The weird part wasn’t that I chose a spontaneously fermented beer from Belgium: Although I do mostly consume Czech lagers, I happily drink most styles. But that particular beer from my own cellar was one that dated from before the 2009 disaster that shuttered one of Belgium’s favorite lambic breweries for several years. It was not just from Belgium. It was not just sour. It was not just old. It was a truly rare bottle from a different era, one of a very limited number that remain anywhere, and a real collector’s item among connoisseurs.

Chalk it up to not being able to go out during a government-mandated lockdown, or credit it to the obvious precariousness of life during a global pandemic: Around the world, there’s a widespread trend of beer lovers digging into their collections and consuming some truly special bottles, complete with a trending hashtag.

Get the latest in beer, wine, and cocktail culture sent straight to your inbox.

Happening right now, it’s time to #drinkyourcellar.

“The whole ‘save them for a special occasion’ seems pointless now, when you’re not sure when a special occasion will happen,” says Dale Peterson, who posted a picture of a 2014 Ivan the Terrible Imperial Stout from Big Sky Brewing Co., among other highly sought-after beers, along with the #socialdistancing and #drinkyourcellar hashtags on Twitter. “And now that we’re home and not working as much, it made sense to start doing it now. It keeps us from going to the liquor store.”

Robert Arsenault, an Ontario beer writer who reviews beers on YouTube, was an early promoter of the idea. He describes the concept as “using beer to make the day special, as opposed to the other way around.”

“It’s about those special beers you’ve been saving to celebrate a momentous life occasion being pulled out of the cellar now to help with this uncertain and abnormal time in human history,” Arsenault says. “Good beer is meant to be enjoyed, and now is not the time to sit on it. Drink up and celebrate life.”

That might sound like a modern version of the “eat, drink, and be merry, for tomorrow we shall die” line of reasoning that runs from Epicurean philosophy all the way up to the modern-day YOLO. But there are at least another couple of sides to it. To start, there’s the issue of practicality when many bottle shops are closed or hard to reach under strict “shelter in place” orders.
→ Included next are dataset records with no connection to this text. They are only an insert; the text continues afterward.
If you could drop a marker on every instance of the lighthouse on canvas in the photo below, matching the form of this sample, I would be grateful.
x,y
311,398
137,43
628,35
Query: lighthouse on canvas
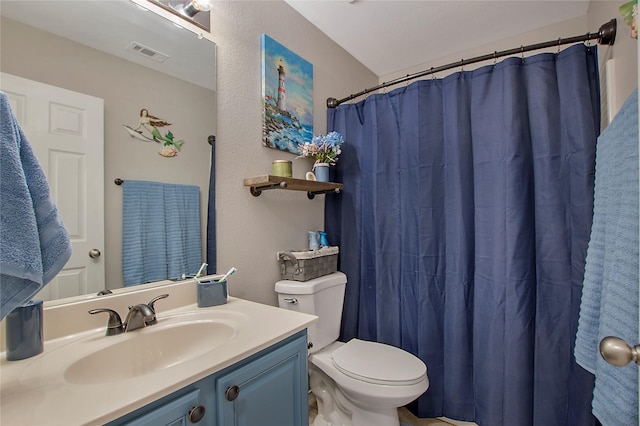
x,y
281,103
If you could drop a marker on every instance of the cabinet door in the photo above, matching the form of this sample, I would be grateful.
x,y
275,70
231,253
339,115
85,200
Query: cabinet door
x,y
270,390
173,413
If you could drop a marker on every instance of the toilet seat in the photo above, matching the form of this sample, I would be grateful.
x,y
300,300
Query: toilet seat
x,y
378,363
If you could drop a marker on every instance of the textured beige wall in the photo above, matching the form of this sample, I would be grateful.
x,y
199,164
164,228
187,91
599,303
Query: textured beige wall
x,y
624,51
251,230
125,88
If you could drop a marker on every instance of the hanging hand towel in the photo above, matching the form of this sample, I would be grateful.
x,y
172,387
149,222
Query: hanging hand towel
x,y
609,305
161,231
34,244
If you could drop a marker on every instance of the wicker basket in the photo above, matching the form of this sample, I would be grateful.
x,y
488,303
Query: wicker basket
x,y
307,265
And beyond the “carpe diem” angle, the #drinkyourcellar movement also helps housebound beer collectors manage their stocks — and their space.

“It kind of came from a thing I did called #DrinkTheFridge where I didn’t buy beer for a month and cleaned out my fridge,” Arsenault says. “We constantly accumulate beer and push stuff to the back, so I wanted to highlight that.”

Brendan Faherty has been posting pictures of opening special bottles from his collection, along with the alternative hashtag #drinkyocellar. “It also ends up being a space issue,” he says. “My cellar is literally a few shelves in a crawl space.”

The movement includes those of us with small cellars and those with much larger collections. An Untappd user with 13,500 total check-ins and over 3,800 badges, Scott Blanchard has two full-size beer refrigerators that are filled with rare one-offs and enviable verticals, including a collection of Sierra Nevada Bigfoot barleywines dating back to 2007, and bottles of Anchor Brewing’s Christmas Ale starting in 2010. He started posting pictures of the beers he was drinking with the #drinkyourcellar hashtag on March 19.

“I’ve been socking away far too many beers for far too long,” Blanchard says. “So when I saw several posts from people promoting the idea to clear out your cellar, I came to realize I better join ‘the movement’ before my beers went downhill. What’s the point in hanging on to dozens and dozens of bottles when I’m always purchasing new stuff, too?”

While a few wine lovers on Twitter and Instagram have used the hashtags along with pictures of special wines they were opening, it seems to have primarily struck a chord with beer fans. If you’re eying your own collection and wondering if you should, Peterson suggests opening a few hashtaggable bottles with friends online.

“I say do it,” he says. “We’ve had ‘beer shares’ over Facebook with our other beer friends who open theirs as well. Sure, it’s not the same [as in real life], but it’s still a way to enjoy good conversation and beer.”

So go ahead and pull those “whalez” out. But maybe don’t drink absolutely everything you’ve got. After all, no one knows for sure what kind of beers will be available when the emergency passes. Once things return to whatever normal turns out to be after the pandemic, you’ll almost certainly need a great bottle or two to celebrate.

While Faherty has been drinking down his cellar and hashtagging the process, he’s also keeping a number of rare bottles for just that moment.

“I also have a five-year vertical of the Central Waters anniversary beers which I’m looking forward to at some point, maybe summer?” he asks himself, or maybe the universe. “When can we congregate around a fire pit again?”